Il fenomeno è pericoloso e distruttivo a seguito della pressione enorme esercitata dal vento sulla superfice verticale degli oggettiincontrati. 

Ad esempio un vento di 100 km/ora prova su una superfice verticale di 1 m2   -  come sulla mura perimetrali di un edificio - una spinta di circa 3.5 quintali!

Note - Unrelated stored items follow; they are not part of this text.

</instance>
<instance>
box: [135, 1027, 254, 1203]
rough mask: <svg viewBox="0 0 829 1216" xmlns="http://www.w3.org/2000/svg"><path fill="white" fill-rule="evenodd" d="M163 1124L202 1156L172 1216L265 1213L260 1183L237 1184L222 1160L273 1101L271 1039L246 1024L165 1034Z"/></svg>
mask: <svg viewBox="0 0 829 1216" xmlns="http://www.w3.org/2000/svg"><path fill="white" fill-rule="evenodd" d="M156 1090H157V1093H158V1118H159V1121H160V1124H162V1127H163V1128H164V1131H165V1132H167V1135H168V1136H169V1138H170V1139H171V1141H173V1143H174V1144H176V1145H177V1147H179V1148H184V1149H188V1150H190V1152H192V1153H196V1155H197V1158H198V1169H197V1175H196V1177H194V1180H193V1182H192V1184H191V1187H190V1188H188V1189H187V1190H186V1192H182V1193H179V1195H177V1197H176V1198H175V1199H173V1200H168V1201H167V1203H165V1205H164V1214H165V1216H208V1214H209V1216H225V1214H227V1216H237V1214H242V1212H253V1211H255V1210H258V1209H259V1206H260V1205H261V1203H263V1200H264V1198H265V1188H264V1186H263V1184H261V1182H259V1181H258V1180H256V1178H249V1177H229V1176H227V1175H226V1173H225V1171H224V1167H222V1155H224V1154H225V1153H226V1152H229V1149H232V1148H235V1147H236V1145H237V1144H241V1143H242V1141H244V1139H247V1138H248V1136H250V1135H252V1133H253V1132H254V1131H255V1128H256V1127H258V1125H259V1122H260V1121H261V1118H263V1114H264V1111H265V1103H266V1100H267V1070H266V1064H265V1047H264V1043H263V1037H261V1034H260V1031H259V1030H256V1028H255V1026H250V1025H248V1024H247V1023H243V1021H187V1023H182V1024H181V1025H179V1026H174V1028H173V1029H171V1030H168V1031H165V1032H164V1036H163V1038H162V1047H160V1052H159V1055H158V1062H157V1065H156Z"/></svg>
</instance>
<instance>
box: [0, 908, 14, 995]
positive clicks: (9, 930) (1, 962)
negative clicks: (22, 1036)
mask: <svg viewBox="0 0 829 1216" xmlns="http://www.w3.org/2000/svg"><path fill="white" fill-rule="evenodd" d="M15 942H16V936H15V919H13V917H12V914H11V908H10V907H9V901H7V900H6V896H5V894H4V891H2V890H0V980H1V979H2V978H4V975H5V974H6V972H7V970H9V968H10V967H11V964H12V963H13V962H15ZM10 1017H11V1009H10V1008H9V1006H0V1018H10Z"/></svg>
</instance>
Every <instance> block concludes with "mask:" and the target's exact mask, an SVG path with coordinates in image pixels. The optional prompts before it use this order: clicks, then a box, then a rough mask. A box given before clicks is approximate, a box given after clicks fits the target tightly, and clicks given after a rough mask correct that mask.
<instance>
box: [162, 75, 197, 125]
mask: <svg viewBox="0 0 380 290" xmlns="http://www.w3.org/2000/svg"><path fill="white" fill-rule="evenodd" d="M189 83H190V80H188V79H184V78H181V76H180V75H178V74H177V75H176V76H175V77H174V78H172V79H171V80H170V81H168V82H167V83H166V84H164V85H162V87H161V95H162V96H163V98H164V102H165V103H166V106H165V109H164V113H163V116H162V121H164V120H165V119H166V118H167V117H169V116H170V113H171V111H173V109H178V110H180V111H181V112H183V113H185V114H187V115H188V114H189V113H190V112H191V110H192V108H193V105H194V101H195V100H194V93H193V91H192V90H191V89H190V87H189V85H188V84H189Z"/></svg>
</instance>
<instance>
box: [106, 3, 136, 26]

Ecco allora un decalogo sul come comportarsi nel caso malaugurato in cui si dovesse incappare nel temibile fenomeno:

In casa

  • stare lontani da porte e finestre, in genere facilmente frantumate dalla violenza del vento;
  • non rifugiarsi in mansarda perché anche il tetto viene di solito divelto dalla furia del vento;
  • rintanarsi ai piani più bassi, in cantina o in taverna;
  • staccare gli interruttori della luce e del gas per evitare corti circuiti e perdite di gas, a seguito dei danni provocati dal vento;
  • non toccare i rubinetti dell’acqua perché i fulmini della nube temporalesca che genera la tromba, si propagano anche attraverso le condutture metalliche;

Fuori casa…

  • non ripararsi in prossimità di alberi, pali alti, strutture metalliche, distese liquide, perché attirano i fulmini;
  • non ripararsi a ridosso dei muri perimetrali delle case o delle strade perché possono crollare sotto l’enorme spinta del vento;
  • non rifugiarsi in strutture prefabbricate - come quelle, ad esempio di molti centri commerciali -  perché in genere non  sopportano la furia del vento di una tromba d’aria;
  • abbandonare immediatamente auto o roulotte perché possono essere trascinate via dal vento;
  • in mancanza di più idonei rifugi, distendersi supini a terra, possibilmente negli avvallamenti più profondi del terreno, coprendosi la testa con le mani.